After 20 years, two architects and two defeated referendums, Woodstock’s new library was set to celebrate its official opening on Dec. 13, marking a new chapter in its 112-year history in a space triple the size of its predecessor on Library Lane. But the event is being postponed while contractors complete work on the entrance vestibule and main stairway.
Library officials said a delay involving the contractor’s supplies vendor means the vestibule and stairway will not be finished in time for the planned celebration. A new date has not yet been confirmed.
“We’re looking to schedule our grand opening party as soon as we can in the new year, pending completion of the vestibule and main stairway,” Library Director Ivy Gocker said in an email.
The setback follows years of complicated efforts to expand. The project has weathered one defeated budget, a task force, and an early plan that cost $200,000 before being ultimately rejected. Library officials began discussing an expansion in 2004-2005 and first considered the 12,000-square-foot site at 10 Dixon Avenue, about a mile from 5 Library Lane, in 2021.



More space will help the library enhance one primary mission – to serve more people, Gocker said.
“You don’t have to justify your reason for being there,” Gocker said in an interview.

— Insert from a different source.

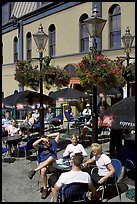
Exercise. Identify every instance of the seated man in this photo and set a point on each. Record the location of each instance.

Libraries are “here for whatever it is that you need. That’s what we’re trying to do.”
The new building, constructed in 1975, was the home of Model Optics, which manufactured lenses. Miller Howard Investments bought it in 2015 and added a wing that increased the overall space to its current size. The old library, whose last major addition came in 1986, offered 4,000 square feet.
Public institutions such as libraries can anchor communities and serve as one of the last “village green”-like meeting spaces. They maintain a singular role that stands out among all their services, Gocker said.
“They’re really one of the last few public spaces where you don’t have to spend any money,” she said.
Numerous measures for the library’s future have been proposed over the years. A campaign by new library opponents to abolish the library district failed. Proponents of a new library failed to persuade voters to let it borrow money for a new one on the old site.
Critics of the move have noted that the new building isn’t easily accessible to kids on bicycles because busy Route 212 lacks sidewalks. Yet UCAT plans to include it as a stop next year, and it offers far more parking, as well as a generator and a high-speed internet connection and is compliant with the Americans with Disabilities Act. Historic and musical archives of Woodstock artists will be taken out of storage and have their own space in the building.
“Everyone, welcome,” said Michael Hunt, president of Friends of the Woodstock Library and a two-decade supporter of its expansion.

On May 10, 2022—Hunt’s 52nd birthday—voters approved a plan to borrow $4 million to buy the Dixon Avenue building and make renovations. Fundraising was launched for additional money for renovations, but fell short. Library District voters in October approved borrowing of $300,000 to make up the shortfall.
“I walk around the new library and I feel like I’m in a dream, after all these years, to finally get everything that Woodstock has been asking for, for so long,” Hunt said.
Lizzie Vann, who owns Bearsville Center, home of the Bearsville Theater, bought the old Lasher Funeral Home property, adjacent to the old library, and 59 Tinker St., the former site of the Cafe Espresso and Tinker Street Cafe that now houses HappyLife Productions. Property records show that the former Lasher Funeral Home, last changed hands in 2023 for $1.6 million, while the longtime library sold for $805,000 in 2024.
Vann plans to convert six buildings into at least 12 green, low-cost apartments, a business-incubator coworking hub, more than double the size of the green space in front of the library and create a new park. Her project still needs Town Board approval for a key for a zoning change that has been unanimously supported by the Planning Board.
The library is open Monday through Friday from noon to 6 p.m., and Saturdays from 10 a.m. to 5 p.m.